Thanks for the project!

I've been comparing the results between pyemd and PythonOT/POT and I found inconsistencies in the results. Not sure if I am applying it in a wrong way.

numpy 1.20.3
scipy 1.8.0
ot 0.8.2
pyemd 0.5.1

Here is the code to reproduce it:

import numpy as np
import ot
import pyemd
from scipy.spatial import distance_matrix

np.random.seed(0)

n = 3
X = np.random.random((n, 2))
Y = np.random.random((n, 2))
D = distance_matrix(X, Y)

d0 = np.ones(n) / n
d1 = np.ones(n) / n

e, flow = emd_with_flow(d0, d1, D)
print(e, flow)

Output:

(0.0, [[0.333333, 0.0, 0.0], [0.0, 0.333333, 0.0], [0.0, 0.0, 0.333333]])

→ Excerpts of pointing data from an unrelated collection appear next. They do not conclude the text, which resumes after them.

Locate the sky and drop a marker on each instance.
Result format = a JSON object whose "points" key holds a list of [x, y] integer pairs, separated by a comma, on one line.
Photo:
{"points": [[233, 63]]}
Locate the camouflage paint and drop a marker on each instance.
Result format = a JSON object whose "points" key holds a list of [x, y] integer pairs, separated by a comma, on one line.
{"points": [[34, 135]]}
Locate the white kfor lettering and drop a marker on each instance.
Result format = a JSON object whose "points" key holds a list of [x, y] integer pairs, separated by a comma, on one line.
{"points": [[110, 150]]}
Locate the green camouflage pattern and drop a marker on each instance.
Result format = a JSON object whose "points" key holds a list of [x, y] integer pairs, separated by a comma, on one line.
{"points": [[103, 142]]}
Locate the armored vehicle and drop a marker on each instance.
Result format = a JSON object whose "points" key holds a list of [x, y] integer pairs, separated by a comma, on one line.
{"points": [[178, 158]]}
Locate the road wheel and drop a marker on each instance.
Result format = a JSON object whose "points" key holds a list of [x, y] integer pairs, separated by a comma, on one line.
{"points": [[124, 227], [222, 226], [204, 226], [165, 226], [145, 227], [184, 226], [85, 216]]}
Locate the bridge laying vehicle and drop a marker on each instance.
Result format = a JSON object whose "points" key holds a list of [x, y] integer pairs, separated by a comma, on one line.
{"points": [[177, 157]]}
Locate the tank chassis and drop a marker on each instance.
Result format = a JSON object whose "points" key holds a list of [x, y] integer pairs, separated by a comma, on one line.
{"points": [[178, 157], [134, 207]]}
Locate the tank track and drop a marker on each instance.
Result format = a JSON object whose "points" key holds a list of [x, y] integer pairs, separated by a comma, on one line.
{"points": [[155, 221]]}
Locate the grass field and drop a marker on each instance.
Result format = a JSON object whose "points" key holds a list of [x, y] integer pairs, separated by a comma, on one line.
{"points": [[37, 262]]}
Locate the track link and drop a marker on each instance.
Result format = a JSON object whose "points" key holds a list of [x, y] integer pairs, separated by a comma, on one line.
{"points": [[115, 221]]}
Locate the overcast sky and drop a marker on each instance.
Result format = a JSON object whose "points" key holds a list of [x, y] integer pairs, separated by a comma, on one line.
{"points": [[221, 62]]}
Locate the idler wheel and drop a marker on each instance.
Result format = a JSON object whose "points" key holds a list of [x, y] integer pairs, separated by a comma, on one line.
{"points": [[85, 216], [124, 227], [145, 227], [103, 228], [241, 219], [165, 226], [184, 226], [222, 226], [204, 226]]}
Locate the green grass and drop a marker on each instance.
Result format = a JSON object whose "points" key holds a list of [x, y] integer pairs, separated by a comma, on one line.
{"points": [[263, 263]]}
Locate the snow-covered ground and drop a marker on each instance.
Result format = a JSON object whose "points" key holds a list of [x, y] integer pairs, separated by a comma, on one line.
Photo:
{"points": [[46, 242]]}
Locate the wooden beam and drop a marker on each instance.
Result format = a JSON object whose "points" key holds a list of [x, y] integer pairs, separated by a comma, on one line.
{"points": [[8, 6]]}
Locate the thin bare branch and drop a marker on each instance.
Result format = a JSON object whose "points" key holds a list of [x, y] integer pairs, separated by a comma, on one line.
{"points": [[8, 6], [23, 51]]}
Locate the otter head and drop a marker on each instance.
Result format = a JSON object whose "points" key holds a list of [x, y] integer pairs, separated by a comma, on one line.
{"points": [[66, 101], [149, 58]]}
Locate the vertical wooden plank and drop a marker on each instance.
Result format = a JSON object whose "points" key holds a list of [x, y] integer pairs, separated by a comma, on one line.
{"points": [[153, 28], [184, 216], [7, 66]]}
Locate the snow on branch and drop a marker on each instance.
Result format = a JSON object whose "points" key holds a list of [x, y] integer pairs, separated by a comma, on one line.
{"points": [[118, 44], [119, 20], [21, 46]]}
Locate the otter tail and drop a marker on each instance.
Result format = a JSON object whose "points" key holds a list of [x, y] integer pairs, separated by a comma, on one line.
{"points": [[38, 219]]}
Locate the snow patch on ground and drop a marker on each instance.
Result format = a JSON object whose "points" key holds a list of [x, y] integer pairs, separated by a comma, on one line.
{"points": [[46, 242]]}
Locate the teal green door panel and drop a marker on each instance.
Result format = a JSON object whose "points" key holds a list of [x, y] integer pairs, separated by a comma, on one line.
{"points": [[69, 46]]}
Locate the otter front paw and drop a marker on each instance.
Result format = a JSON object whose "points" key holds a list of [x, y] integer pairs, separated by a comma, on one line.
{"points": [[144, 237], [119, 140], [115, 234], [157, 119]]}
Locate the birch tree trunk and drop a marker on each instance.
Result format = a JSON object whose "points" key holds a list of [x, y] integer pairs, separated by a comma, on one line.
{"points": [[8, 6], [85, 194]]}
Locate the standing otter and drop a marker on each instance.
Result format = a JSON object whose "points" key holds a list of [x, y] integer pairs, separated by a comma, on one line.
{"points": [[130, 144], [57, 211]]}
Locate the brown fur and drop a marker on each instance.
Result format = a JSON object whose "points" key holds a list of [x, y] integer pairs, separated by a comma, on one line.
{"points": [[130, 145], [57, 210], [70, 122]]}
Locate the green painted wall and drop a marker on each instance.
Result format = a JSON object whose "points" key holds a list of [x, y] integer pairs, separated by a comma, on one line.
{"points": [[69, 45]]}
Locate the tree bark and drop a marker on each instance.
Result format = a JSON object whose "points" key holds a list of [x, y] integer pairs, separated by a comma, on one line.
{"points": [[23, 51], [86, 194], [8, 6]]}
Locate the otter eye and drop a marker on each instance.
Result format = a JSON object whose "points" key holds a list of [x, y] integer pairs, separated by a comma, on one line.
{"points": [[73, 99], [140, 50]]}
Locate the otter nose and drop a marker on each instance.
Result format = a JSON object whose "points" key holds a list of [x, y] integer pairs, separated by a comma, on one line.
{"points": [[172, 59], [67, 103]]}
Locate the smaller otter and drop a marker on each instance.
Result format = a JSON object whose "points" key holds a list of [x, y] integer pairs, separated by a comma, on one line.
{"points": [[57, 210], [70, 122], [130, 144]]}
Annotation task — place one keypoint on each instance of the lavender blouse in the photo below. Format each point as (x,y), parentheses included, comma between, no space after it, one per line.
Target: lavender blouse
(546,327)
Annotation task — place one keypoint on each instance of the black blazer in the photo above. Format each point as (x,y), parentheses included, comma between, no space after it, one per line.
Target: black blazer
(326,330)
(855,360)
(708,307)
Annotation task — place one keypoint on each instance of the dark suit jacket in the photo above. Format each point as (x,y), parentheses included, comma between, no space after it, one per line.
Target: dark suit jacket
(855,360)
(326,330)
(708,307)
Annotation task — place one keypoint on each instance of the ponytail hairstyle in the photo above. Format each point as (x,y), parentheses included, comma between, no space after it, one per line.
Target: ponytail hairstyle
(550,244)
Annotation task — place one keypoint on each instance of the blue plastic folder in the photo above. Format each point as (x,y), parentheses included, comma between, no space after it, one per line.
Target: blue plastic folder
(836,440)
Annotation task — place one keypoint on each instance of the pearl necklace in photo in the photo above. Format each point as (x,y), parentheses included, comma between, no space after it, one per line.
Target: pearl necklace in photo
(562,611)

In fact, the earth mover distance is usually 0 for histograms that are uniform.

Here with POT:

e = ot.emd2(d0, d1, D)
flow = ot.emd(d0, d1, D)

print(e, flow.tolist())

Output:

0.31591990155991395 [[0.0, 0.0, 0.3333333333333333], [0.0, 0.3333333333333333, 0.0], [0.3333333333333333, 0.0, 0.0]]

The flow is also different in this case.

Am I missing something or is this some issue with the code in either repository?

I am not familiar with the other library, but the result from PyEMD looks correct. If the two histograms are equal, then the earth mover's distance between them is zero, as no mass needs to be moved.

Probably the discrepancy can be explained by the fact that the distance matrix you're using does not represent a metric, as it doesn't satisfy any of the metric axioms. As described in the documentation, PyEMD's implementation assumes these properties and does not check them; results are not guaranteed to be correct if they are not satisfied. In particular, there is no identity of indiscernibles, since the diagonal of the matrix is not zero. My guess is that the implementation of the other library deals with this differently.